Así fue como el viernes en la noche tres de esos gatos decidimos salir a conocer, y luego de un par de horas coordinando vía el chat de FB a dónde rayos ir y cómo rayos llegar, terminamos poniendonos la hora de las 12:30 del medio en la estación del metro de Casco Viejo, en dirección a la costa, Plentzia.
Claro que sabíamos que nos íbamos a levantar más tarde y que llegaríamos retrasados. Pero una vez reunidos aquel sábado, la aventura comenzaba. Luego de 40 minutos en el metro, llegamos a la última estación. Un pueblo que francamente, parecía estar habitado por fantasma. Las calles tan pequeñas como las que se figuran en algunos pueblos de Francia por la televisión, edificios con un techo no muy alto, pero de gran antigüedad, personas mayores, locales cerrados.
Caminamos entonces hacia la costa, y la imagen de una playa totalmente desertica me sorprendió bastante, aunque más sorprendente fue el reguero de surfistas en el mar Cantábrico. Claro que hacía un sol hermoso, pero la brisa estaba lo suficientemente fria como para querer evitar tocar el agua.
Luego de caminar un rato y conocer, pasamos por un super para comprar la comida: unos ‘bocatas’ (véase bocadillos de jamón, queso y pan frances…si, un sandwich). Así que nos sentamos en la orilla del rio a comer nuestros sandwich frios recien hechos. En una, la funda del pan salió volando y Migue salió a buscarla, porque no era posible que él llegara a Plentzia a ensuciar… al final terminó enlodado y casi casi se da tremendo estrallón. Al comer nos entretuvimos con unas palomas, dandoles las migajas de pan que habían quedado y seguimos caminando. Llegamos a lo que yo llamo «el bosque del oso Yogui», que es una especie de parque natural donde la gente va a hacer parrilladas y picnic.
Al caminar las 3 calles del pueblo, decidimos regresar, pero como era temprano todavía había oportunidad de hacer una segunda parada, ¿dónde sería? Ni idea. Decidiríamos un lugar cualquiera mientras estuviéramos en el metro.
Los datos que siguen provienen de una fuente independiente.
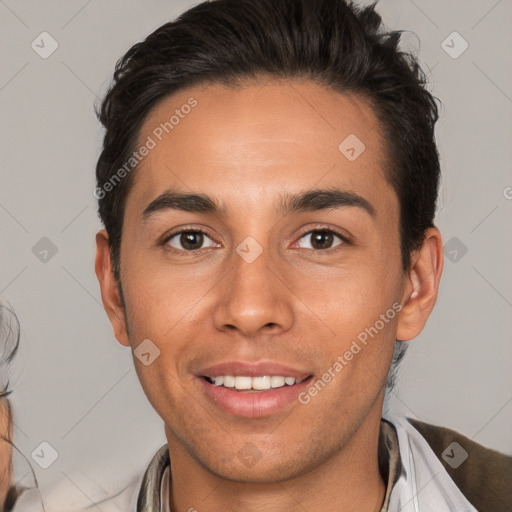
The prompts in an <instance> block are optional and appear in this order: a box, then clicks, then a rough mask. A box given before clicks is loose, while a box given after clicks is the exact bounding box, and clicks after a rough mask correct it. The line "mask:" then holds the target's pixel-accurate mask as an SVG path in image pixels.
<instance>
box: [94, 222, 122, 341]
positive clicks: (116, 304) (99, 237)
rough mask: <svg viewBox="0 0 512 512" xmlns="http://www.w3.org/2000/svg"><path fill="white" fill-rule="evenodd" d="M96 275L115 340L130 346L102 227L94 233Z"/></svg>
mask: <svg viewBox="0 0 512 512" xmlns="http://www.w3.org/2000/svg"><path fill="white" fill-rule="evenodd" d="M94 268H95V271H96V277H97V278H98V282H99V285H100V289H101V300H102V302H103V307H104V308H105V311H106V313H107V316H108V318H109V320H110V323H111V324H112V329H113V330H114V336H115V337H116V339H117V341H118V342H119V343H120V344H121V345H124V346H126V347H129V346H130V342H129V339H128V332H127V328H126V316H125V311H124V307H123V304H122V301H121V297H120V295H119V288H118V282H117V278H116V277H115V275H114V272H113V271H112V262H111V259H110V244H109V239H108V234H107V232H106V231H105V230H104V229H102V230H100V231H98V233H97V234H96V261H95V267H94Z"/></svg>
Así que sin saber dónde rayos estábamos, nos bajamos en Larrabastera. Para resumir, en Larrabastera sólo vimos dos cosas: una, muchos edificios de vivienda y dos, muchas tiendas de surf. ¡Ah si! Y la pantalla que parecía una ventana y al tocarla resultó ser una guía turística de la zona. Duramos como 15 minutos punchandola.
Finalmente, luego de tomar un café y hablar acerca de España (descubriendo cosas que no sabía de la madre patria), tomamos el metro de nuevo para dirigirnos a Casco Viejo. Aquí nos tomamos unas cervezas (yo con mi Coca Cola de siempre) y luego nos sentamos en unos escalones como tres mendigos a comernos lo que había quedado del jamón, el queso y el pan (todavía quedó jamón al momento de escribir esto). Tras un intento fallido de borcar la barca (reunirnos con más gente para durar un rato más) terminamos dandonos otra ronda de bebidas, hablar M por un tubo, y a las 12:30 pero de la noche volvernos a encontrar en la estación de Casco Viejo para tomar el metro de regreso a casa.